An acronym for “Chizuk, Help And Inspiration,” Project C.H.A.I. was founded by Chai Lifeline in 2003 to help bereaved parents cope with their grief, in time evolving into a separate division that also offers trauma and crisis services under the direction of Rabbi Dr. David Fox, director of interventions and community education, and Zahava Farbman, associate director. Now an international program that assists families, schools, camps, synagogues and community institutions in times of need, Project C.H.A.I. has male and female first responders on the ground in multiple Jewish locales including Boro Park, Williamsburg, Lakewood, Monsey, Kiryas Joel, Monroe, Los Angeles, Kansas City, Montreal and Antwerp, with several more prospective communities currently in the planning stages.
25 Project C.H.A.I. couples participated in the bereavement retreat at Camp Simcha, taking part in concurrent counseling sessions for parents and training groups for the first responders. Volunteers heard from Rabbi Baruch Gradon, rosh kollel of Los Angeles’ Merkaz Hatorah Kollel, on Friday night about dealing with the suffering of others, while a Shabbos morning workshop given by Rabbi Gradon and Rabbi Simcha Scholar, executive vice president of Chai Lifeline, focused on being a skilled helper. An afternoon workshop discussed potential halachic issues that first responders may encounter and featured a live question and answer session, with all of the retreat’s participants enjoying an interactive panel discussion held later in the day.
Parents and volunteers spent time together throughout the powerful weekend, enjoying a Shabbos filled with inspiration where every detail was thoughtfully executed from start to finish. While comparing notes with other Project C.H.A.I. first responders was extremely productive, speaking to bereaved parents was “eye opening to the nth degree,” observed Montreal volunteer Dov Grossnass.
“Talking to people who had gone through the process opened my eyes in ways I hadn’t expected and helped me realize how much more serious the work we do is,” said Grossnass. “I walked away with a greater understanding of what goes through the minds of people in crisis. The experience of talking to parents after the event, and to see how much they still need, makes me realize how much more reverence we have to have for what they will be going through over the years.”

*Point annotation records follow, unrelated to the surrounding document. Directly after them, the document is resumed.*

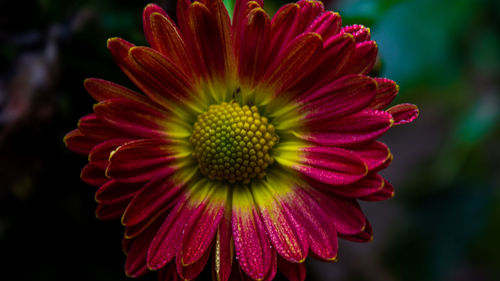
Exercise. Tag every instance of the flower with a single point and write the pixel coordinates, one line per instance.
(250, 146)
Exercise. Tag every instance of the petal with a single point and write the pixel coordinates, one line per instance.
(168, 41)
(132, 117)
(326, 25)
(366, 235)
(313, 217)
(403, 113)
(253, 45)
(285, 233)
(294, 62)
(135, 264)
(111, 211)
(284, 28)
(331, 165)
(359, 32)
(370, 184)
(147, 25)
(223, 248)
(363, 58)
(79, 143)
(141, 160)
(360, 127)
(159, 78)
(159, 194)
(292, 271)
(102, 90)
(114, 191)
(93, 175)
(386, 92)
(190, 272)
(208, 43)
(345, 214)
(250, 239)
(383, 194)
(374, 154)
(165, 244)
(337, 51)
(339, 98)
(200, 229)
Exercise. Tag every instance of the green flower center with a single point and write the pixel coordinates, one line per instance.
(233, 143)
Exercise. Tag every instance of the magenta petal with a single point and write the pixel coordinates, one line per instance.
(292, 271)
(360, 127)
(158, 194)
(141, 160)
(135, 264)
(383, 194)
(166, 242)
(284, 231)
(313, 217)
(359, 32)
(332, 165)
(190, 272)
(363, 58)
(250, 240)
(114, 191)
(94, 175)
(132, 117)
(366, 235)
(326, 25)
(369, 185)
(342, 97)
(146, 15)
(374, 154)
(111, 210)
(386, 92)
(223, 249)
(200, 229)
(403, 113)
(346, 215)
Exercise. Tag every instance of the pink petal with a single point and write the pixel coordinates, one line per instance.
(292, 271)
(285, 233)
(374, 154)
(386, 92)
(93, 175)
(223, 248)
(342, 97)
(332, 165)
(135, 264)
(252, 46)
(360, 127)
(403, 113)
(166, 242)
(359, 32)
(363, 58)
(383, 194)
(200, 229)
(114, 191)
(141, 160)
(313, 217)
(250, 239)
(326, 25)
(159, 194)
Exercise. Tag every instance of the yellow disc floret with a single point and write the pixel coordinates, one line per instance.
(233, 142)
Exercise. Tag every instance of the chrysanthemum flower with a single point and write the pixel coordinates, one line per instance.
(250, 144)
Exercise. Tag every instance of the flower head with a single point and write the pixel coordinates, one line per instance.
(250, 144)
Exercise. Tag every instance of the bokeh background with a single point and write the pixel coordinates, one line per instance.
(443, 224)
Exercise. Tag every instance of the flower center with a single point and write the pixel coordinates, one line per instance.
(232, 142)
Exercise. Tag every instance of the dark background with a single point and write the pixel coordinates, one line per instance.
(443, 224)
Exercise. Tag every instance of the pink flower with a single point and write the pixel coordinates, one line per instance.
(250, 145)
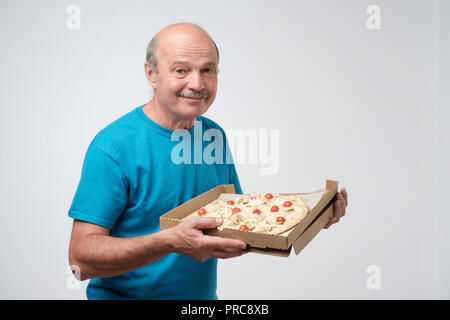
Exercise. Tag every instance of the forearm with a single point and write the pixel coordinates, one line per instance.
(102, 256)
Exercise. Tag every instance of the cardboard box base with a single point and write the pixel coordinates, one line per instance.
(269, 244)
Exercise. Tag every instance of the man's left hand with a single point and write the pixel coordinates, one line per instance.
(339, 208)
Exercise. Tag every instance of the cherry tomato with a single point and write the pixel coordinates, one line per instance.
(236, 210)
(280, 220)
(287, 204)
(243, 228)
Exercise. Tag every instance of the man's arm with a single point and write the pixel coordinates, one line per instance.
(95, 254)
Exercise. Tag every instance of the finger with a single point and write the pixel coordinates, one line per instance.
(330, 222)
(223, 254)
(343, 206)
(205, 222)
(345, 196)
(337, 210)
(224, 243)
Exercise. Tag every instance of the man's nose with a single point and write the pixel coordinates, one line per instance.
(196, 82)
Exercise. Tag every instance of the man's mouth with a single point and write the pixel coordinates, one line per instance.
(194, 95)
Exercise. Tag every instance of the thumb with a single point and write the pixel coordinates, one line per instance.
(206, 222)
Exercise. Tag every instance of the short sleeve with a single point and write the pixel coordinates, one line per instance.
(234, 179)
(101, 196)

First responders found the program so valuable that they requested additional training after the Motzei Shabbos melava malka ended, staying up until 2 AM in order to be able to provide an even higher level of service to those in need.
“They are very dedicated individuals,” said Rabbi Mordechai Gobioff, director of national services for Chai Lifeline. “They are our soldiers on the ground. We couldn’t do this without them.”
Rabbi Scholar had high words of praise for the volunteers, who are often called upon to deal with intensely difficult situations.
“These team members give us the ability to affect every member of the community in every place in the world,” said Rabbi Scholar. “They are the lifeline of the whole Project C.H.A.I.”